Na história do bom samaritano, Jesus revela de maneira simples e profunda a essência da verdadeira religião. Ela não se resume a sistemas, credos, cerimônias ou declarações de fé, mas se torna visível quando o amor de Deus se transforma em misericórdia prática na vida humana. Um doutor da lei aproximou-se de Cristo perguntando o que deveria fazer para herdar a vida eterna. Jesus o conduziu às próprias Escrituras, e ele respondeu corretamente: amar a Deus de todo o coração, alma, forças e entendimento, e ao próximo como a si mesmo. Cristo confirmou sua resposta: “Faze isso, e viverás.” O problema daquele homem não estava em conhecer a verdade, mas em permitir que ela alcançasse sua vida. Tentando justificar-se, perguntou: “Quem é o meu próximo?”

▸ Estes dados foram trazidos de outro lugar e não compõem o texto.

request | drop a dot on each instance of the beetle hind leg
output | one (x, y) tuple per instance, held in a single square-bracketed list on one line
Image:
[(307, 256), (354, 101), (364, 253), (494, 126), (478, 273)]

Jesus respondeu contando a história de um viajante que descia de Jerusalém para Jericó e caiu nas mãos de ladrões. Foi roubado, espancado e abandonado quase morto à beira do caminho. Um sacerdote passou por ele e seguiu adiante. Depois veio um levita, que chegou a observar o ferido, mas também decidiu continuar sua viagem. Ambos conheciam as Escrituras e professavam servir a Deus, porém sua religião não foi capaz de fazê-los parar diante do sofrimento humano. Então apareceu um samaritano, justamente alguém pertencente a um povo desprezado pelos judeus. Ele não perguntou quem era aquele homem, qual sua origem ou se merecia ajuda. Viu apenas uma pessoa sofrendo e foi movido de compaixão. Tratou suas feridas, colocou-o sobre sua própria cavalgadura, levou-o a uma hospedaria, cuidou dele e assumiu inclusive as despesas necessárias para sua recuperação.
Ao terminar, Jesus inverteu a pergunta. O ponto já não era descobrir quem deveria ser considerado próximo, mas decidir de quem eu me tornarei próximo. O doutor da lei reconheceu que o verdadeiro próximo havia sido “o que usou de misericórdia”. Então Cristo declarou: “Vai, e faze da mesma maneira.” Nosso próximo não é apenas aquele que pertence à nossa família, igreja, fé, povo ou condição social. É qualquer pessoa que Deus coloca diante de nós necessitando de auxílio. A necessidade humana derruba as fronteiras que o preconceito procura levantar.
Mas existe uma dimensão ainda mais profunda nessa parábola: o bom samaritano também representa o próprio Cristo. A humanidade estava ferida pelo pecado, despojada e incapaz de salvar a si mesma quando Jesus veio ao nosso encontro. Ele não passou de largo. Deixou Sua glória, aproximou-Se de nossa miséria, tomou sobre Si nossas feridas e pagou pessoalmente o preço de nosso resgate. Por isso, quem foi alcançado por essa misericórdia é chamado a oferecê-la aos outros. A religião de Cristo não pergunta apenas quanto sabemos sobre Deus, mas quanto do caráter de Deus pode ser visto na maneira como tratamos quem sofre.
Podemos conhecer doutrinas, frequentar a igreja e defender a verdade e, ainda assim, passar de largo. Jesus nos chama para algo maior: uma fé que se aproxima, toca as feridas, oferece tempo, recursos, perdão, palavras de esperança e ajuda concreta. Há pessoas que poderiam continuar caminhando simplesmente porque alguém decidiu não passar adiante. “Vai, e faze da mesma maneira.” A verdadeira religião começa no amor a Deus, mas inevitavelmente aparece no amor ao próximo; porque quando Cristo realmente vive em nós, Sua misericórdia deixa de ser apenas uma verdade que professamos e se torna a maneira como vivemos.